I am now to apply to your Excellency in pursuance of an Act of our Legislature for as many officers as your Excellency shall think necessary to be sent into the different Counties of this State for the purpose of enlisting and forwarding such Recruits as may enlist in the Service upon the Terms in the said Act expressed.
As the officers which your Excellency may think proper to send on that Occasion, will want the Act of Assembly for compleating our Quota of Troops, I inclose 13 Copies for it,1 it is for their use2—& am with great Esteem Dear Sir Your Excellencys Most humble & Most obedient Servant
Wil. Livingston
ALS, DLC:GW; ADf, NN: William Livingston Papers, Letterbook; copy (extract), NHi: Stirling Papers. The extract omits the first paragraph of the ALS. For GW’s response to Livingston’s letter, which he received on 21 March, see his letter to Stirling, 22 March.
1. One of the enclosed copies of the act that passed the New Jersey legislature on 11 March is in DLC:GW. The measure was titled “An ACT for compleating the Quota of Troops belonging to this State in the Service of the United States,” and it established procedures to enlist “Four Hundred able-bodied and effective Volunteers … into the three Regiments of this State, in the Service of the United States, to continue in the said Service during the present War with Great-Britain” (see also N.J. Acts 1779, Second Sitting, 59–62).
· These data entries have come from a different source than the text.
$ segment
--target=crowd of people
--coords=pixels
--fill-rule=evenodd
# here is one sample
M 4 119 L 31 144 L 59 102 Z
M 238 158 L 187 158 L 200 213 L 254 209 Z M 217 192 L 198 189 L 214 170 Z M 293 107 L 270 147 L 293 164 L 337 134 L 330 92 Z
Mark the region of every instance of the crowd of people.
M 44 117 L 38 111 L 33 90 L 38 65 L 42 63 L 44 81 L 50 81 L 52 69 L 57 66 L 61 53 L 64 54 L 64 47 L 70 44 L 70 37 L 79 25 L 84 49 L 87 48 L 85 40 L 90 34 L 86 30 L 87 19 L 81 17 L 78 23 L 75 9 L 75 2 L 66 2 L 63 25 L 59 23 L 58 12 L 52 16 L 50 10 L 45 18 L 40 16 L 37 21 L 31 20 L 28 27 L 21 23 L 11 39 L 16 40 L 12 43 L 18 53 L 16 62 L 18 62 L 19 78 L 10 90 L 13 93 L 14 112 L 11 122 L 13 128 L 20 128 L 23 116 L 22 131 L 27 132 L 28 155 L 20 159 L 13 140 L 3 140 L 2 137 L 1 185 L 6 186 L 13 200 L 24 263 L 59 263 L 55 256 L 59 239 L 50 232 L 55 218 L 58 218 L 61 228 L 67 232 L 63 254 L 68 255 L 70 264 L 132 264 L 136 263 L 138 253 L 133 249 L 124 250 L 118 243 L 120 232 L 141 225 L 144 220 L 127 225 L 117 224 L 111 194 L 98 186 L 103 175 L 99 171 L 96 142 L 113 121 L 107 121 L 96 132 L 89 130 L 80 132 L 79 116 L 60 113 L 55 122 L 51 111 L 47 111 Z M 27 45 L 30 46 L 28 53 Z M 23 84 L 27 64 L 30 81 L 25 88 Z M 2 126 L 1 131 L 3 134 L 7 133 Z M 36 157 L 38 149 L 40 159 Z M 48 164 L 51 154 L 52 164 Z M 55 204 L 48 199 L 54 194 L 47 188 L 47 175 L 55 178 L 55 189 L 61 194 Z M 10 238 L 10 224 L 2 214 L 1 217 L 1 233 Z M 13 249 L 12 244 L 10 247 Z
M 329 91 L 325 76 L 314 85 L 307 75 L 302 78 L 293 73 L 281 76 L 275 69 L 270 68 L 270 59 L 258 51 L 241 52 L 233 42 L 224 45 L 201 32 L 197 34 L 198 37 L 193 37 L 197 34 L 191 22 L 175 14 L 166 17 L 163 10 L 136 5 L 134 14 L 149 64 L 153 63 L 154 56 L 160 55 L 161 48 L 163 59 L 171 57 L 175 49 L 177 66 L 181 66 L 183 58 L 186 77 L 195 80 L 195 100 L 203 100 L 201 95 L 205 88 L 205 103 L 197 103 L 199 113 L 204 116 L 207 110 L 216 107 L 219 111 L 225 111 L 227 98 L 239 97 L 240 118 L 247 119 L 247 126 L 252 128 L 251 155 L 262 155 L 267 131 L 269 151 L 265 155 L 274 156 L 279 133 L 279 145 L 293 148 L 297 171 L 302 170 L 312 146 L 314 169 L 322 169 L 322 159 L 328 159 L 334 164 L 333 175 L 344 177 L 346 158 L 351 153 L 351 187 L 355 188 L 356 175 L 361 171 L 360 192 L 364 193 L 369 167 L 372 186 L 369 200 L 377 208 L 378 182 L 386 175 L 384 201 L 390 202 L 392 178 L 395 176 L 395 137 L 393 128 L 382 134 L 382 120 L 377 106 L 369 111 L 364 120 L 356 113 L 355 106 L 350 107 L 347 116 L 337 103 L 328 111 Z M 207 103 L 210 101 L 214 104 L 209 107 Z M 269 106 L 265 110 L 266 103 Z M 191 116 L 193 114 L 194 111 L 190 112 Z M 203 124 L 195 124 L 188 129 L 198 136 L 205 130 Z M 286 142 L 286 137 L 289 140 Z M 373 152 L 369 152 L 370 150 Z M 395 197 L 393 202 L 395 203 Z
For the legislative process leading to the passage of this bill, see , pp. 117, 119, 127–28, 133, 136–37, 140, 147, 152, and , pp. 57–60.
2. Livingston’s draft concludes with a struck-out incomplete paragraph requesting GW’s staff officers to handle “Mrs Livingston’s Letter,” perhaps referring to a letter written to his wife, Susannah French Livingston, on 9 March (see , 3:322–24).